Abschaffung von Gemeineigentum und Einrichtung von Privateigentum an Grund und Boden, an Produktionsmitteln überhaupt, ist ein Synonym für Klassengesellschaft – historisch und erst recht heute. Seit Jahrzehnten überrollt eine gigantische Enteignungswalze die gegenwärtige Menschheit.

Wo und unter welchen Bedingungen sich die frühen Gesellschaften in Klassen spalteten, lässt sich schwer auf einen Nenner bringen. Der entscheidende Vorgang waren im allgemeinen Sesshaftwerden sowie der Übergang zu Ackerbau, Viehzucht und Vorratshaltung in der sogenannten neolithischen Revolution. Dieser Prozess setzte im sogenannten Fruchtbaren Halbmond (im Klimawandel nach der letzten Eiszeit), in China, Nordafrika sowie Mittel- und Südamerika unabhängig voneinander ein und erstreckte sich über mehrere Jahrtausende. Die inneren Prozesse bei der Auflösung von Stammesgesellschaften weisen allerdings viele Parallelen auf, insbesondere die Abwehrkämpfe der alten Gemeinschaften gegen die Anhäufung von Reichtum in privaten Händen. Am Ende standen überall nichtbesitzende, unterdrückte und ausgebeutete Klassen den besitzenden gegenüber. Karl Marx und Friedrich Engels formulierten vor diesem Hintergrund im »Manifest der Kommunistischen Partei« einen Grundsatz des historischen Materialismus: »Die Geschichte aller bisherigen Gesellschaft ist die Geschichte von Klassenkämpfen.
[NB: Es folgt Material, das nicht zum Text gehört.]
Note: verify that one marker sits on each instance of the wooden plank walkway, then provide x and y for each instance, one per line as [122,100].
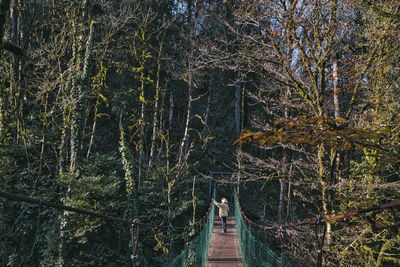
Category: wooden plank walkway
[224,247]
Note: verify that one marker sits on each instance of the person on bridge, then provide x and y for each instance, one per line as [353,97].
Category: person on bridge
[223,211]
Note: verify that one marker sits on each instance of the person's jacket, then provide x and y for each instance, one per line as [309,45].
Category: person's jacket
[223,209]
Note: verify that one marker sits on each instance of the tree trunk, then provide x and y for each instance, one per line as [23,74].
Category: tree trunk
[238,94]
[194,200]
[155,113]
[188,115]
[142,132]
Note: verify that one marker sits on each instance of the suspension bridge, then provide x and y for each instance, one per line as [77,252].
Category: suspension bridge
[211,247]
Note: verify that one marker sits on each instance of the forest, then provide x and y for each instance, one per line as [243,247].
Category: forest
[138,108]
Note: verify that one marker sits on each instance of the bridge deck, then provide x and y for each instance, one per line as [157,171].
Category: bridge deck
[224,247]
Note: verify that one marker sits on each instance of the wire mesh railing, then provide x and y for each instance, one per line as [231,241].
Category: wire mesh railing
[196,251]
[254,252]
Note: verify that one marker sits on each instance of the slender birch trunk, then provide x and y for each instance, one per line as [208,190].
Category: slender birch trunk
[188,115]
[155,113]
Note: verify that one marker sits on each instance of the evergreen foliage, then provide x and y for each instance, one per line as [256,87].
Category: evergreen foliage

Freier und Sklave, Patrizier und Plebejer, Baron und Leibeigener, Zunftbürger und Gesell, kurz, Unterdrücker und Unterdrückte standen in stetem Gegensatz zueinander, führten einen ununterbrochenen, bald versteckten, bald offenen Kampf, einen Kampf, der jedesmal mit einer revolutionären Umgestaltung der ganzen Gesellschaft endete oder mit dem gemeinsamen Untergang der kämpfenden Klassen.«

Die heutige kapitalistische Weltwirtschaft wiederum bedingt eine Überakkumulation von Kapital, d. h. private Anhäufung von Vermögen in noch nicht gekannten Dimensionen. Nach einer Untersuchung der Hilfsorganisation Oxfam vom Januar gibt es weltweit 2.034 Milliardäre – ein neuer Rekord. In den 1980er Jahren waren sie noch an einer Hand abzuzählen. 42 davon besitzen demnach zusammen soviel wie die Hälfte der Menschheit. Grundlage dieses Vorgangs ist die Enteignung von Hunderten Millionen Kleinbauern, von Klein-, Mittel- und Großunternehmern durch Konzerne. Die Vernichtung zahlungsfähiger Kaufkraft ist einerseits Voraussetzung für das Entstehen riesiger Finanzzusammenballungen, auf der anderen Seite bedingt diese Enteignung, dass das globale Kapital zugleich in einer strukturellen Krise verharrt – auf der Suche nach den Kunden, die es beseitigt hat. Sozialabbau und Krieg sind Ausdrucksformen dieses praktizierten Widerspruchs.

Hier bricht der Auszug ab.